結婚式と言えば、純白のウェディングドレスにモーニング姿、といった洋装が定番となっていましたが、最近では和装ブームが再来していると言われています(2016年5月末現在の情報です)。日常生活において和装に触れる機会が少なくなり、一生に一度の結婚式には和装を選びたい、プロの気付けを経験しておきたいと考える方も少なくないようです。

新郎の和装

新郎が結婚式で着ることができるのは、「紋付き袴(黒五つ紋付羽織袴)」です。披露宴や二次会などでは、カラフルな色紋付袴姿の新郎も目にしますが、これは準礼装に当たります。

新婦が白無垢や色打掛、引き振袖などを着る際は、紋付き袴を選ぶのが適切でしょう。費用は、購入する場合数10万円の費用がかかりますが、レンタルの場合5~10万円が相場となります。

新婦の和装

新婦の和装は、「白無垢」や「色打掛」、「引き振袖」の3種類から選ぶのが一般的です。
「白無垢」は、日本の結婚式において、最も伝統的で格式が高いと言われる衣装です。外側に羽織る打掛、打掛の下に着る掛下(振り袖)も全て白で統一されており、邪気を払うという意味のほか、嫁ぎ先に対し「あなたの家の色に染まります」という意味も込められていると言われます。

「色打掛」は、白または薄ピンク色の掛下の上に羽織る重厚感のある着物です。金銀の豪華な刺繍が施されており、白や黒以外にも赤やオレンジといったカラフルな色打掛も人気です。ヘアメイクも自由にアレンジできるため、お色直し用としても最適でしょう。

白無垢と色打掛が掛下の上に羽織るタイプであるのに対し、「引き振袖」は浴衣と同様に、着物の外側から帯の結び目が見えるタイプの着物を指します。結婚式では、黒字の引き振袖(黒引き)を着るのが原則とされてきましたが、最近では黒以外の引き振袖も選ばれるようになっています。

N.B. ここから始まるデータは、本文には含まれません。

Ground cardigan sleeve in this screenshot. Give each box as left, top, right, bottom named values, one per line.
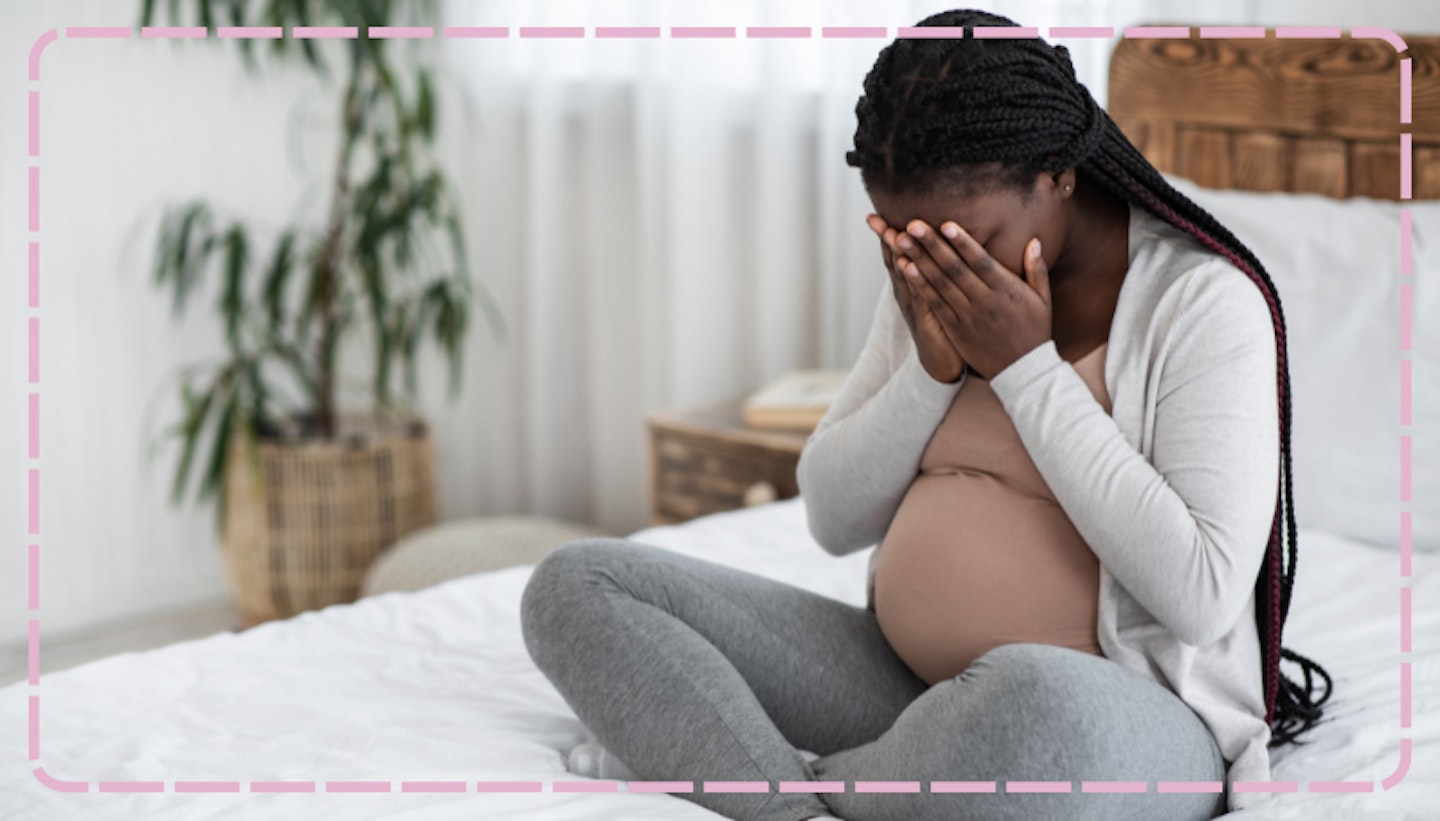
left=795, top=282, right=965, bottom=556
left=991, top=258, right=1280, bottom=645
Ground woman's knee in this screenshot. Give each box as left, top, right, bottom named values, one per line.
left=520, top=537, right=625, bottom=644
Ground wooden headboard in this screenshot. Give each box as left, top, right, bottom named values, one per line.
left=1107, top=26, right=1440, bottom=200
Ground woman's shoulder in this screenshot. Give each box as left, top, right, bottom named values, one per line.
left=1132, top=204, right=1269, bottom=326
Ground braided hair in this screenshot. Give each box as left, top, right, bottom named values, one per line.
left=845, top=10, right=1332, bottom=748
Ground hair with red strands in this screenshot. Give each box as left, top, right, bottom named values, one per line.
left=845, top=10, right=1333, bottom=748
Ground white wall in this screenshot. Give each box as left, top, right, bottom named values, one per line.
left=0, top=0, right=1440, bottom=641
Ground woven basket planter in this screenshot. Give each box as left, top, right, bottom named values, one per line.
left=222, top=415, right=435, bottom=627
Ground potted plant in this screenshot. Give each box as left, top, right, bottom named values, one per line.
left=141, top=0, right=504, bottom=627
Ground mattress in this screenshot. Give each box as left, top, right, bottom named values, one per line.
left=0, top=498, right=1440, bottom=821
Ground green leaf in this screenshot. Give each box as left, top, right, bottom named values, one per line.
left=220, top=223, right=249, bottom=350
left=415, top=68, right=435, bottom=143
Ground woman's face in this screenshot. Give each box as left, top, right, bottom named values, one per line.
left=870, top=171, right=1073, bottom=277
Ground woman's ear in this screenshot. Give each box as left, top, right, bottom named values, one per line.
left=1053, top=166, right=1076, bottom=197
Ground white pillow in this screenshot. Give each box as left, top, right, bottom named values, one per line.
left=1165, top=174, right=1440, bottom=550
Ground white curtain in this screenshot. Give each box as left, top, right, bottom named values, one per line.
left=431, top=0, right=1238, bottom=533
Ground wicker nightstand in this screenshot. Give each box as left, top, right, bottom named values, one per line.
left=648, top=399, right=809, bottom=524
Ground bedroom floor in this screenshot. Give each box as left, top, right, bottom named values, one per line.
left=0, top=598, right=238, bottom=687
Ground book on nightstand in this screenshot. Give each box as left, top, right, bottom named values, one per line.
left=740, top=370, right=850, bottom=432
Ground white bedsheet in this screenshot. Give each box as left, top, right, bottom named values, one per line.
left=0, top=498, right=1440, bottom=821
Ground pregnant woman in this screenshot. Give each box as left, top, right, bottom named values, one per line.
left=523, top=12, right=1329, bottom=821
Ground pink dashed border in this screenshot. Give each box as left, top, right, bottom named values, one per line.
left=26, top=26, right=1413, bottom=792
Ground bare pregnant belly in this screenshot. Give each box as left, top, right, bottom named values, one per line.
left=874, top=471, right=1102, bottom=684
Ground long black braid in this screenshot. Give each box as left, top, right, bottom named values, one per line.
left=845, top=10, right=1332, bottom=748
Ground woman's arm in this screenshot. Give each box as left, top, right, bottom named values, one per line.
left=991, top=261, right=1280, bottom=645
left=795, top=282, right=965, bottom=556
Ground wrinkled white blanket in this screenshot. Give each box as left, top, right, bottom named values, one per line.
left=0, top=498, right=1440, bottom=821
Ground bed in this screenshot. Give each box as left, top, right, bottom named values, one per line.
left=0, top=22, right=1440, bottom=821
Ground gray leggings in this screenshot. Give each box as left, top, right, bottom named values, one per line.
left=521, top=539, right=1225, bottom=821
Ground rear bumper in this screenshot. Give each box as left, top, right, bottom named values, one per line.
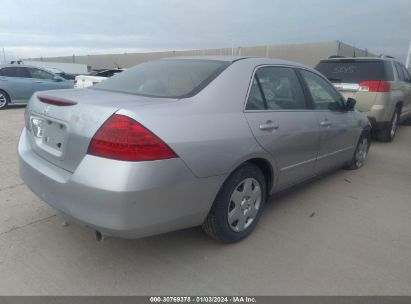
left=18, top=129, right=225, bottom=238
left=368, top=117, right=391, bottom=130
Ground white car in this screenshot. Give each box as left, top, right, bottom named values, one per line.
left=74, top=69, right=124, bottom=89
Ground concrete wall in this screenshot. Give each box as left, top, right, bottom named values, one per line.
left=24, top=41, right=372, bottom=69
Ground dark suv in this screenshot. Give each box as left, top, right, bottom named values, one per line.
left=315, top=57, right=411, bottom=141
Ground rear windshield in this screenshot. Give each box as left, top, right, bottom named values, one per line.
left=93, top=59, right=229, bottom=98
left=315, top=60, right=390, bottom=83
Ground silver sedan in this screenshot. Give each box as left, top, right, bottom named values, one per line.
left=18, top=57, right=370, bottom=242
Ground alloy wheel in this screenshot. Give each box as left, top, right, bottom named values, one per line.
left=355, top=137, right=368, bottom=168
left=0, top=92, right=7, bottom=108
left=227, top=178, right=262, bottom=232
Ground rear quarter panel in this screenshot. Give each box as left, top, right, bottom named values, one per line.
left=118, top=62, right=274, bottom=177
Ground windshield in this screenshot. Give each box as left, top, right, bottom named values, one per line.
left=93, top=59, right=230, bottom=98
left=315, top=60, right=389, bottom=83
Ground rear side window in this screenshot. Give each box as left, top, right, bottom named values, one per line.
left=315, top=60, right=393, bottom=83
left=246, top=67, right=307, bottom=110
left=395, top=62, right=406, bottom=81
left=28, top=68, right=54, bottom=80
left=0, top=67, right=30, bottom=78
left=401, top=65, right=411, bottom=81
left=93, top=59, right=230, bottom=98
left=300, top=70, right=344, bottom=111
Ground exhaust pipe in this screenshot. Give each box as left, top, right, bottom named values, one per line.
left=96, top=230, right=105, bottom=242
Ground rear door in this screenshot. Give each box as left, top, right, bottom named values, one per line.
left=245, top=66, right=320, bottom=189
left=395, top=62, right=411, bottom=116
left=300, top=70, right=359, bottom=173
left=315, top=59, right=393, bottom=112
left=0, top=66, right=32, bottom=103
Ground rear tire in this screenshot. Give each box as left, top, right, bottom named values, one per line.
left=345, top=131, right=371, bottom=170
left=0, top=90, right=10, bottom=110
left=202, top=163, right=267, bottom=243
left=376, top=107, right=401, bottom=142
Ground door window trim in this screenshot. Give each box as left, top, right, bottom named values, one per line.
left=243, top=64, right=312, bottom=113
left=296, top=67, right=347, bottom=113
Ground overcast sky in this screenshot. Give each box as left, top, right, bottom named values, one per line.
left=0, top=0, right=411, bottom=60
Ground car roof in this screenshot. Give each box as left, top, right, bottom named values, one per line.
left=320, top=57, right=397, bottom=62
left=0, top=63, right=56, bottom=71
left=160, top=55, right=312, bottom=70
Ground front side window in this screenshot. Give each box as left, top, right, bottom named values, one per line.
left=245, top=76, right=266, bottom=110
left=246, top=67, right=307, bottom=110
left=401, top=64, right=411, bottom=81
left=395, top=62, right=405, bottom=81
left=28, top=68, right=54, bottom=80
left=0, top=67, right=30, bottom=78
left=301, top=70, right=344, bottom=111
left=92, top=59, right=230, bottom=98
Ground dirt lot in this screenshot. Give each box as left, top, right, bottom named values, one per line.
left=0, top=108, right=411, bottom=295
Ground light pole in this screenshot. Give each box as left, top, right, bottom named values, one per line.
left=405, top=42, right=411, bottom=69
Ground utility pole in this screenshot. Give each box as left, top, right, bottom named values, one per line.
left=405, top=42, right=411, bottom=69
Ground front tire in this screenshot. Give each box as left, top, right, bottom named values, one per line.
left=0, top=90, right=10, bottom=110
left=346, top=131, right=371, bottom=170
left=202, top=163, right=267, bottom=243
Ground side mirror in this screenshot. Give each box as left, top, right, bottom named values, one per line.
left=345, top=97, right=357, bottom=111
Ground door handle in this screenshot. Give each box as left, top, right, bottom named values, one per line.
left=260, top=120, right=280, bottom=131
left=320, top=120, right=331, bottom=128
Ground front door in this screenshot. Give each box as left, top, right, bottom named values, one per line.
left=245, top=66, right=320, bottom=189
left=300, top=70, right=360, bottom=173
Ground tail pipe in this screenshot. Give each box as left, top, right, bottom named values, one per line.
left=96, top=230, right=105, bottom=242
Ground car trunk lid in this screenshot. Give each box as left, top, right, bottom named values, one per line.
left=25, top=89, right=176, bottom=172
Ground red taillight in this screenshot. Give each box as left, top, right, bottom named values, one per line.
left=87, top=114, right=177, bottom=161
left=37, top=95, right=77, bottom=107
left=360, top=80, right=391, bottom=92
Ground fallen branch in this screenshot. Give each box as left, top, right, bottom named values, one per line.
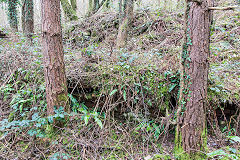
left=208, top=6, right=238, bottom=10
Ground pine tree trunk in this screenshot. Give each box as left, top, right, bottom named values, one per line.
left=42, top=0, right=69, bottom=115
left=70, top=0, right=77, bottom=12
left=8, top=0, right=18, bottom=32
left=175, top=0, right=211, bottom=159
left=61, top=0, right=78, bottom=21
left=22, top=0, right=34, bottom=42
left=116, top=0, right=133, bottom=48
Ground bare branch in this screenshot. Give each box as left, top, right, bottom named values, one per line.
left=208, top=6, right=238, bottom=10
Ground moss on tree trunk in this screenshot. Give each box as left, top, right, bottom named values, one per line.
left=61, top=0, right=78, bottom=20
left=175, top=0, right=214, bottom=159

購入する場合は、白無垢、色打掛、引き振袖どれも30~50万円程度、あるいはそれ以上の費用がかかりますが、レンタルの場合、白無垢が15~20万円程度、色打掛や引き振袖は20万円前後に抑えることができます。

洋装の衣装の場合

洋装は、和装以上に色や形などの種類が豊富で、レンタル費用も比較的安く抑えることができます。和装よりも身動きがしやすく、ガーデンウェディングなどのように新郎や新婦が式場内を動き回る演出にも適しています。

新郎の洋装

新郎の洋装は、タキシード、フロックコート、モーニングコート、セレモニースーツなどの中から選びます。特に希望のデザインがなければ、新婦の衣装とのバランスに配慮して選ぶのが良いでしょう。
新郎の洋装として最も選ばれているのは、黒やグレーを基調としたタキシードスタイルですが、カジュアルに決めたい場合は、光沢のある生地を使ったセレモニースーツもおすすめです。購入する場合は、タキシード、フロックコート、モーニングコート、セレモニースーツどれも10万円前後あるいはそれ以上、レンタルする場合は3~8万円程度が相場でしょう。

新婦の洋装

新婦の洋装(ウェディングドレス)は、その色やシルエット(裾のボリューム)、生地の種類と装飾、首回りのデザイン、袖の長さなどによって雰囲気が全く異なります。中でも重要なポイントとなるのは、ドレス全体のシルエットです。ウェディングドレスのシルエットは、以下の5種類に分けることができます。選び方次第で、スタイルを良く見せる効果もあるため、いろいろな種類を試着してみると良いでしょう。

  • Aライン:ウェストの位置が高く、身長を高く見せる効果がある
  • プリンセスライン:裾が大きく膨らんだ可愛らしいデザイン
  • エンパイアライン:胸下に切り替えがあり、マタニティドレスとしても人気
  • マーメードライン:上半身は細身で裾部分のみボリュームのあるタイプ

ウェディングドレスはデザインなどによって異なりますが、購入する場合は25~40万円程度、レンタルする場合は15~30万円程度するケースが多く見られます。

結婚式で新郎、新婦が着る衣装次第で、式場の雰囲気やゲストに与える印象も大きく変わってきます。結婚式直前になって慌てて選ぶことのないよう、時間に余裕をもって準備を進めるようにしましょう。